3. If you are currently taking aspirin for primary prevention and are over 60, bring this to your physician’s attention at your next visit. Ask specifically: given my current risk profile and the 2022 USPSTF update, should I be on this? Do not stop abruptly without that conversation, but do not assume continued aspirin is automatically appropriate.
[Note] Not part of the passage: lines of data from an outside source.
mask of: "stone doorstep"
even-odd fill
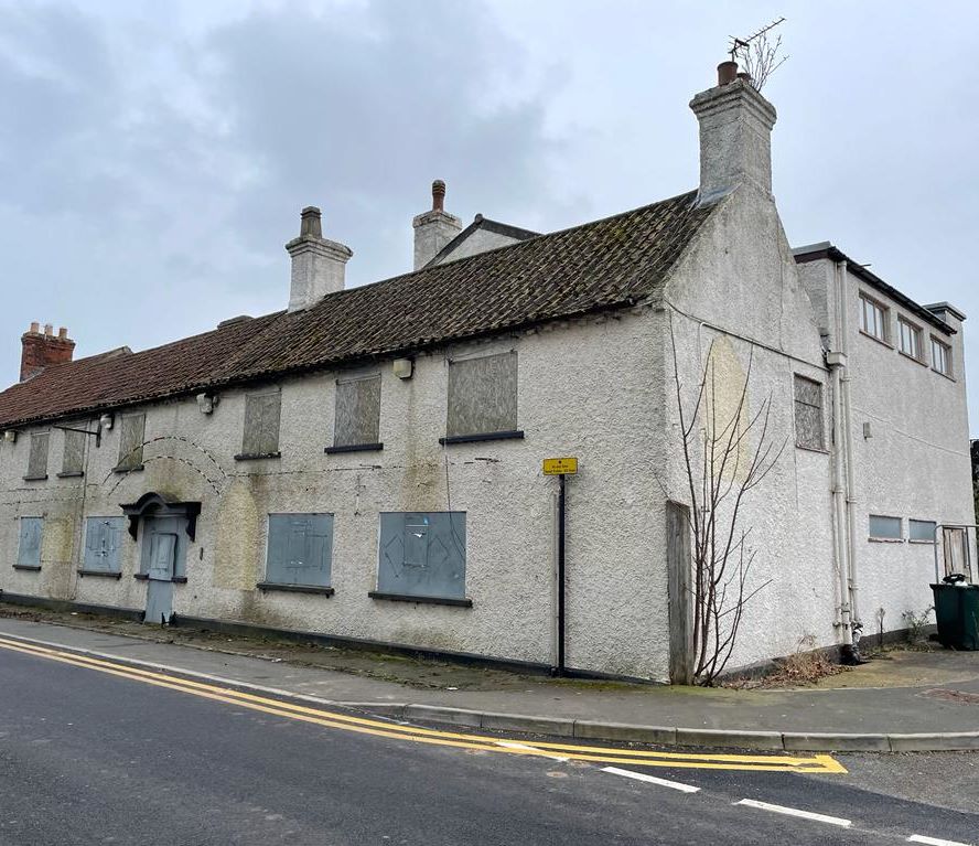
[[[298,694],[277,687],[249,684],[234,678],[214,676],[207,673],[182,670],[181,667],[157,664],[148,661],[125,658],[105,652],[78,649],[64,643],[34,640],[19,634],[4,634],[4,638],[33,643],[40,646],[57,647],[77,655],[115,661],[119,664],[143,670],[165,671],[186,678],[224,684],[236,689],[273,695],[306,704],[349,708],[390,717],[415,718],[471,728],[524,731],[532,735],[550,735],[590,740],[618,740],[633,743],[653,743],[677,747],[703,747],[714,749],[757,749],[766,751],[807,752],[946,752],[979,750],[979,730],[946,731],[923,733],[846,733],[846,732],[798,732],[798,731],[747,731],[742,729],[674,728],[665,726],[637,726],[625,722],[601,720],[571,720],[552,717],[537,717],[520,714],[499,714],[451,708],[439,705],[413,703],[354,703],[324,699],[319,696]]]

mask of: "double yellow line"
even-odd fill
[[[481,735],[465,735],[454,731],[438,731],[417,726],[402,726],[377,719],[353,717],[321,708],[311,708],[291,702],[271,699],[265,696],[235,690],[229,687],[194,682],[189,678],[168,675],[165,673],[140,670],[111,661],[88,657],[72,652],[63,652],[34,643],[0,638],[0,649],[20,652],[24,655],[56,661],[62,664],[94,670],[99,673],[128,678],[132,682],[165,687],[170,690],[200,696],[205,699],[249,708],[271,714],[276,717],[310,722],[324,728],[355,731],[361,735],[408,740],[430,746],[454,747],[456,749],[497,752],[501,754],[521,754],[541,758],[560,758],[571,761],[594,763],[612,763],[632,767],[665,767],[670,769],[704,769],[704,770],[757,770],[763,772],[800,772],[800,773],[842,773],[846,769],[828,754],[816,754],[807,758],[790,756],[760,754],[711,754],[693,752],[652,752],[638,749],[618,749],[615,747],[571,746],[568,743],[542,743],[531,741],[513,742],[505,739]]]

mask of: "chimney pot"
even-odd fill
[[[690,101],[700,122],[700,203],[712,203],[739,185],[772,194],[772,129],[775,107],[735,62],[718,65],[720,85]]]
[[[31,329],[21,335],[20,381],[25,382],[53,364],[72,361],[74,352],[75,342],[68,338],[67,329],[62,326],[55,335],[54,326],[47,323],[42,333],[40,324],[32,322]]]
[[[416,215],[411,225],[415,227],[415,269],[420,270],[462,232],[462,221],[445,211],[442,180],[432,182],[432,210]]]
[[[728,61],[718,65],[718,85],[730,85],[738,78],[738,63]]]
[[[445,183],[437,179],[432,182],[432,211],[442,212],[445,207]]]
[[[299,236],[303,235],[312,235],[314,238],[323,237],[322,214],[314,205],[308,205],[300,215]]]
[[[290,240],[286,249],[292,257],[289,311],[309,309],[327,293],[343,290],[345,266],[354,254],[349,247],[323,237],[316,206],[302,210],[299,237]]]

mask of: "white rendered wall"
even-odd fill
[[[282,385],[277,460],[236,462],[245,392],[226,390],[211,416],[193,398],[146,407],[146,469],[117,474],[119,426],[89,445],[84,480],[57,480],[54,431],[50,479],[24,482],[29,437],[0,446],[0,588],[12,593],[143,608],[133,579],[138,545],[123,539],[122,578],[79,577],[84,516],[119,515],[154,491],[202,501],[177,614],[412,644],[539,663],[553,661],[557,480],[541,460],[577,456],[568,484],[568,663],[664,678],[666,576],[661,494],[636,462],[661,431],[656,323],[641,315],[553,326],[416,360],[409,381],[381,363],[381,452],[324,454],[332,443],[334,382],[324,373]],[[518,425],[524,440],[441,447],[447,360],[518,351]],[[368,368],[369,370],[369,368]],[[73,425],[95,428],[95,420]],[[447,468],[448,480],[447,486]],[[84,490],[84,503],[83,503]],[[370,599],[378,512],[467,512],[466,595],[473,607]],[[267,515],[335,515],[333,597],[261,592]],[[41,572],[14,570],[17,517],[45,517]]]
[[[838,577],[830,523],[829,382],[813,309],[771,197],[742,186],[723,200],[670,279],[667,299],[688,406],[714,342],[718,394],[728,407],[736,403],[751,363],[746,417],[770,403],[773,457],[782,450],[770,475],[745,497],[738,522],[750,529],[746,545],[755,553],[747,589],[759,592],[745,606],[729,668],[790,654],[809,635],[817,645],[831,645]],[[669,355],[668,330],[664,334]],[[795,374],[824,385],[827,451],[795,446]],[[670,499],[689,503],[676,396],[669,382],[666,388]],[[756,426],[742,462],[754,454],[759,436]],[[729,513],[722,511],[721,524],[729,525]]]
[[[896,342],[899,315],[922,326],[924,364],[860,332],[861,290],[890,307],[890,339]],[[905,538],[908,518],[945,524],[975,521],[965,361],[961,331],[948,336],[932,329],[852,274],[847,275],[847,308],[857,469],[858,612],[864,634],[870,634],[878,630],[880,609],[884,631],[889,631],[905,628],[905,612],[921,613],[932,604],[928,585],[935,580],[935,549],[932,544],[906,539],[899,544],[869,540],[868,516],[901,517]],[[954,325],[962,329],[957,321]],[[951,346],[951,379],[930,368],[930,333]],[[870,425],[869,438],[863,437],[864,424]],[[970,537],[975,540],[975,535]],[[938,553],[940,558],[940,548]]]

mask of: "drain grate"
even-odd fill
[[[940,699],[942,702],[950,702],[958,705],[979,705],[979,694],[950,690],[947,687],[933,687],[928,690],[923,690],[919,696],[927,696],[929,699]]]

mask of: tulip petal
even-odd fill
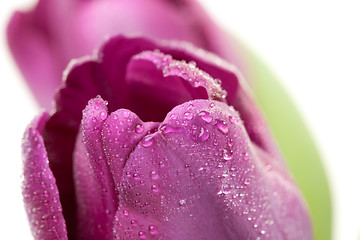
[[[114,181],[100,141],[107,118],[104,100],[89,101],[75,147],[74,179],[80,239],[111,239],[117,208]]]
[[[36,29],[36,18],[42,16],[34,15],[16,12],[9,22],[7,38],[14,59],[36,100],[50,109],[54,89],[59,84],[55,79],[61,76],[61,71],[56,68],[46,32]]]
[[[278,158],[279,152],[272,134],[250,95],[247,83],[235,66],[186,42],[163,41],[159,49],[173,58],[195,62],[199,69],[218,79],[221,87],[227,91],[227,102],[239,111],[250,139]]]
[[[226,102],[226,92],[195,63],[178,61],[159,51],[144,51],[132,57],[126,81],[131,109],[145,120],[162,121],[174,106],[192,99]]]
[[[130,152],[145,135],[159,126],[156,122],[144,123],[136,114],[126,109],[111,113],[102,130],[102,141],[107,163],[116,187],[121,181],[123,168]],[[116,133],[116,134],[115,134]]]
[[[68,239],[59,191],[52,174],[41,132],[47,114],[35,119],[23,138],[25,209],[36,239]]]
[[[238,113],[221,102],[175,107],[124,172],[116,239],[311,239],[283,165],[251,143]]]

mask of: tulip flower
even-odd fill
[[[31,11],[16,12],[7,29],[16,63],[47,109],[68,62],[120,33],[188,41],[239,62],[225,34],[193,0],[39,0]]]
[[[118,36],[73,62],[26,130],[36,239],[312,239],[239,72],[190,44]]]

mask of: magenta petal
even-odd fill
[[[23,138],[25,209],[36,239],[67,239],[59,191],[41,137],[48,115],[35,119]]]
[[[158,126],[159,123],[155,122],[144,123],[126,109],[111,113],[106,120],[102,130],[103,148],[117,188],[131,151],[148,132]]]
[[[90,100],[83,112],[75,146],[74,179],[80,239],[111,239],[112,236],[117,197],[100,141],[107,116],[104,100]]]
[[[194,62],[178,61],[159,51],[133,56],[127,65],[126,83],[131,109],[145,120],[162,121],[174,106],[191,99],[226,102],[226,92]]]
[[[306,206],[284,166],[251,143],[226,104],[177,106],[124,172],[117,239],[311,239]]]
[[[57,68],[47,35],[36,29],[33,13],[16,12],[7,29],[10,50],[41,106],[50,109],[61,71]]]
[[[218,79],[221,87],[227,91],[228,104],[239,111],[250,139],[274,157],[279,156],[262,113],[250,95],[242,74],[235,66],[189,43],[169,41],[164,42],[159,49],[173,58],[196,62],[199,69]]]

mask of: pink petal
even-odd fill
[[[47,114],[36,118],[23,138],[25,209],[34,238],[68,239],[59,191],[41,137],[47,119]]]
[[[36,100],[50,109],[61,70],[57,68],[46,32],[36,26],[37,17],[33,13],[16,12],[9,22],[7,38],[15,61]]]
[[[279,156],[262,113],[250,95],[249,87],[242,74],[235,66],[189,43],[165,41],[159,49],[173,58],[195,62],[199,69],[220,81],[221,87],[227,92],[228,104],[239,111],[250,139],[274,157]]]
[[[102,129],[102,143],[116,187],[130,153],[145,135],[157,129],[159,123],[141,121],[126,109],[119,109],[108,117]]]
[[[111,239],[117,194],[100,141],[107,118],[101,98],[89,101],[83,112],[74,155],[78,209],[78,238]]]
[[[251,143],[223,103],[174,108],[123,172],[116,239],[311,239],[286,170]]]
[[[226,101],[226,92],[195,63],[178,61],[159,51],[144,51],[127,66],[131,110],[142,119],[162,121],[174,106],[191,99]]]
4. Audit your bleeding risk before the appointment. Have you had GI bleeding, ulcers, or frequent NSAID use (ibuprofen for back pain, naproxen for joint pain)? Are you on any blood thinner? These factors shift the benefit-risk calculation against aspirin even if your cardiovascular risk is elevated.

5. If you are in the 40 to 59 age range, your 10-year ASCVD risk exceeds 10 percent, and you have no significant bleeding risk factors, aspirin at 81 mg daily is a reasonable discussion to have with your physician. Not a default. A discussion with numbers on the table.

The clinical picture here is specific: aspirin remains one of the most effective medications in medicine for the right indication, and that indication is secondary prevention. For primary prevention, the data say it is the wrong tool for most men in 2026, not because aspirin changed, but because the cardiovascular landscape around it did.